Social constraints hampering female health workers

Security, lack of maternity benefits, non-existent childcare facilities critical concerns in their decision to work.


Express December 02, 2010

ISLAMABAD: Female healthcare service providers rate transportation problems, inadequate security, insufficient maternity benefits and non-existent childcare facilities as critical concerns in their decision to work. These were the findings of a study on gender constraints experienced by female healthcare providers, presented at a two-day conference in Islamabad on Wednesday.

Health experts from across the country attended the conference on National Maternal, Neonatal & Child Health (MNCH) at Health Services Academy (HSA). Federal Minister for Health Makhdoom Shahabuddin, while addressing the participants, said that female service providers are forced to work in an extremely restrictive social environment where working conditions are unfit to meet even their basic gender needs.

He added, “One of the key challenges we are facing is inadequate number of female service providers- crucial in providing services and information to the female population.”

Dr Assad Hafeez, the dean and head of HSA, said, “Pakistan is a purdah society - one that is based on the segregation of the genders [therefore] public health policies and programs for women are quite difficult to implement.”

Hafeez added that Pakistani women’s social and geographic mobility is minimal, especially in rural villages, due to gender norms within their communities.
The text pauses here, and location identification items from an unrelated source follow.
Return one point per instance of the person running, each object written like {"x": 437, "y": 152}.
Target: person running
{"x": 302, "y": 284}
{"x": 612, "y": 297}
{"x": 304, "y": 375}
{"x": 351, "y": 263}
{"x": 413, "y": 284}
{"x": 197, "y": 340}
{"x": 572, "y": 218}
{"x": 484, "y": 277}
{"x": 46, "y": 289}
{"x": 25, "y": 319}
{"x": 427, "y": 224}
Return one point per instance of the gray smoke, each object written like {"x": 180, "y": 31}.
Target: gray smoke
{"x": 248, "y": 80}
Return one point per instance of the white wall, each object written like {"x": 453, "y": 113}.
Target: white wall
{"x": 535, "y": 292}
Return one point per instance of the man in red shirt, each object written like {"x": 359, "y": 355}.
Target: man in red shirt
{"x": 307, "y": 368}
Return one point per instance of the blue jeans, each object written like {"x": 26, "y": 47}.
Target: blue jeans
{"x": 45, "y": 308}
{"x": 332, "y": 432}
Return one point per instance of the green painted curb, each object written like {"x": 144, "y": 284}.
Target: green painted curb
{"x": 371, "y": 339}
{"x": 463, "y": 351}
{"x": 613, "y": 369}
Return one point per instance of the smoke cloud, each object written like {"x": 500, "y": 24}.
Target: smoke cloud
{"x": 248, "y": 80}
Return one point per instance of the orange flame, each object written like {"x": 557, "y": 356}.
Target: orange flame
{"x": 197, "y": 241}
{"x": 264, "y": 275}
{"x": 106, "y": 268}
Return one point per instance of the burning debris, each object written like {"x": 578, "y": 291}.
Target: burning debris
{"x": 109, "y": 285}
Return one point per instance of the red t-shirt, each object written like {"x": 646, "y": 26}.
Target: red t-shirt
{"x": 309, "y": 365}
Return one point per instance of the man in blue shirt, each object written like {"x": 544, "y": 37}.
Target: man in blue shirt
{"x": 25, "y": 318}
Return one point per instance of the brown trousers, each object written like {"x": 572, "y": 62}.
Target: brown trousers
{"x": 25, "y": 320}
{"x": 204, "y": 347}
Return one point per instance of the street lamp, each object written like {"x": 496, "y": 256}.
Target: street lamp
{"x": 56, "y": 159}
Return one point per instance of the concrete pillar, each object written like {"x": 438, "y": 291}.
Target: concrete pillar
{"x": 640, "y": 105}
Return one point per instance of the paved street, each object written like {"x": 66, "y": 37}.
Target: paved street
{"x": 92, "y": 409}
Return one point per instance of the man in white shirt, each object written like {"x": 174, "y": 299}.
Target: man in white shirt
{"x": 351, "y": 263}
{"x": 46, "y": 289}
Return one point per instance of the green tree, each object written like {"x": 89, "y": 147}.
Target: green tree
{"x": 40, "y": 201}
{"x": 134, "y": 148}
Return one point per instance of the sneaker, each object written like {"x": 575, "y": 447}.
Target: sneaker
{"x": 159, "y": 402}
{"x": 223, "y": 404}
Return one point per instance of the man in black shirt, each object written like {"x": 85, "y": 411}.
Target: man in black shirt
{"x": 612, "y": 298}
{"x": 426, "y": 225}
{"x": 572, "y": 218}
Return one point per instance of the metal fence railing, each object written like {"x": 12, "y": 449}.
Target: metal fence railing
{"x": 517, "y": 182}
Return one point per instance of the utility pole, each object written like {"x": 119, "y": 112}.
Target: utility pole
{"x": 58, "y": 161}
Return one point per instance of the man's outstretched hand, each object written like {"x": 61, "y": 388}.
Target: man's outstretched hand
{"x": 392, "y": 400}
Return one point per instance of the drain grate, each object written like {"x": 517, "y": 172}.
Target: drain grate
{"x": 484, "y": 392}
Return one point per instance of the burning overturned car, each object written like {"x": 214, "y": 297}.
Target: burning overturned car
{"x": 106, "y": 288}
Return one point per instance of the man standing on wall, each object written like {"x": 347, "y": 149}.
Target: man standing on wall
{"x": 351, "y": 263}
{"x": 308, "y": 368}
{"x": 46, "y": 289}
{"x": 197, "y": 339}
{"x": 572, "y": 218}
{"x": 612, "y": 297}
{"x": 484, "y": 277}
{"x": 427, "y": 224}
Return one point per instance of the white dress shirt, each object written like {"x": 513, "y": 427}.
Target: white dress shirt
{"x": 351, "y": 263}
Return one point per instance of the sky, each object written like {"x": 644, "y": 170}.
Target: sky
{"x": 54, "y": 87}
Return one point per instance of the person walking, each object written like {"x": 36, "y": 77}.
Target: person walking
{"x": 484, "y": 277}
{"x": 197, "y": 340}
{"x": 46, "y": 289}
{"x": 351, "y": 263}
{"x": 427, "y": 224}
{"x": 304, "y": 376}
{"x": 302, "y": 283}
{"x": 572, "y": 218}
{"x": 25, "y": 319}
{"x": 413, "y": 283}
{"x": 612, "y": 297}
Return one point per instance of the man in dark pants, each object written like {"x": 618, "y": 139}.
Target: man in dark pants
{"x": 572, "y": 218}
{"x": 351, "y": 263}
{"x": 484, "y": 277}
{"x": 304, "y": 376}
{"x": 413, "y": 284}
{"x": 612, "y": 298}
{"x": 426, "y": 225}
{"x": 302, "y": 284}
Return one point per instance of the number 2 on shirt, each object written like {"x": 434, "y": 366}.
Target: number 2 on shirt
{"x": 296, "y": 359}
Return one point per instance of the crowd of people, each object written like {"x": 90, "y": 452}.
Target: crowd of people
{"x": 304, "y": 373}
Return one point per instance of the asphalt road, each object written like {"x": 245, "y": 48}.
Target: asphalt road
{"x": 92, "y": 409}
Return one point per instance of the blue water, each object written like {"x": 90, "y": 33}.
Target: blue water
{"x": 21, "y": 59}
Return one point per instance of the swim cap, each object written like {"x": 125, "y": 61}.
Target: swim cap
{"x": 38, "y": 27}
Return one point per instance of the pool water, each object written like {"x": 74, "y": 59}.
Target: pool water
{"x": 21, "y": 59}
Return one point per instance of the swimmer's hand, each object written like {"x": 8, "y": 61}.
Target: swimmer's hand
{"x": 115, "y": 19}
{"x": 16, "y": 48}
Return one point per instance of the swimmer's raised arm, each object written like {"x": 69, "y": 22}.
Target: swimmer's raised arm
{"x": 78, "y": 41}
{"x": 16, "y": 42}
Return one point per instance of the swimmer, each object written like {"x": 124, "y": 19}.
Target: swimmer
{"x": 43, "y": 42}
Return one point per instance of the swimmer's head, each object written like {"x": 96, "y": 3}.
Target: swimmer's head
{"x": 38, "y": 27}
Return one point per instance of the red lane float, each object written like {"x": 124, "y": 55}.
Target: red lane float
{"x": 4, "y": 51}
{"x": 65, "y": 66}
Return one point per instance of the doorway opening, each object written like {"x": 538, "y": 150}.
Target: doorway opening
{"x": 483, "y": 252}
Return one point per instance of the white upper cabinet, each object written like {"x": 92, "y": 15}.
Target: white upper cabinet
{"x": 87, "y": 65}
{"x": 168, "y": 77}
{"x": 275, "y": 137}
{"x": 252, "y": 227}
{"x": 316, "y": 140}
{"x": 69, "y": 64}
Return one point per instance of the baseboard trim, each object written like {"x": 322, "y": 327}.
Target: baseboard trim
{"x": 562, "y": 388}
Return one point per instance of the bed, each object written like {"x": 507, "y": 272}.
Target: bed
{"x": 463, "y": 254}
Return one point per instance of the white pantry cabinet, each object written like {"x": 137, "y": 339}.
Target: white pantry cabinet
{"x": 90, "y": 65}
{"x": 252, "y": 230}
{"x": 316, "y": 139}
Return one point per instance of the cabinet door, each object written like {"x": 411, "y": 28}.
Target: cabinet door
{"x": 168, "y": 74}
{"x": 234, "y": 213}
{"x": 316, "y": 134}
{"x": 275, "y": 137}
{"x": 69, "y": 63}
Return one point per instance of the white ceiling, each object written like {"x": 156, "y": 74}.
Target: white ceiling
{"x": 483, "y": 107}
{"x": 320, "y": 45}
To deal with the challenges and limitations imposed by these norms, Hafeez said, the government had introduced cadres of community-based female health and family planning workers.

An MNCH Programme representative announced that they were collaborating with Unicef to develop shuttle transport services for working women and establish mother-baby care centres at their work places.

“We all know that female workforce is the backbone of our healthcare system,” said Deepak Bajracharya, Unicef representative.

He added that women have an important and critical role to play in reducing the maternal and newborn mortality rates in Pakistan as women, in case of need, wish to only consult the female healthcare staff.

Shahabuddin also inaugurated a “Mother-Baby Care Centre” at HSA to facilitate female healthcare providers at the institution.

Published in The Express Tribune, December 2nd, 2010.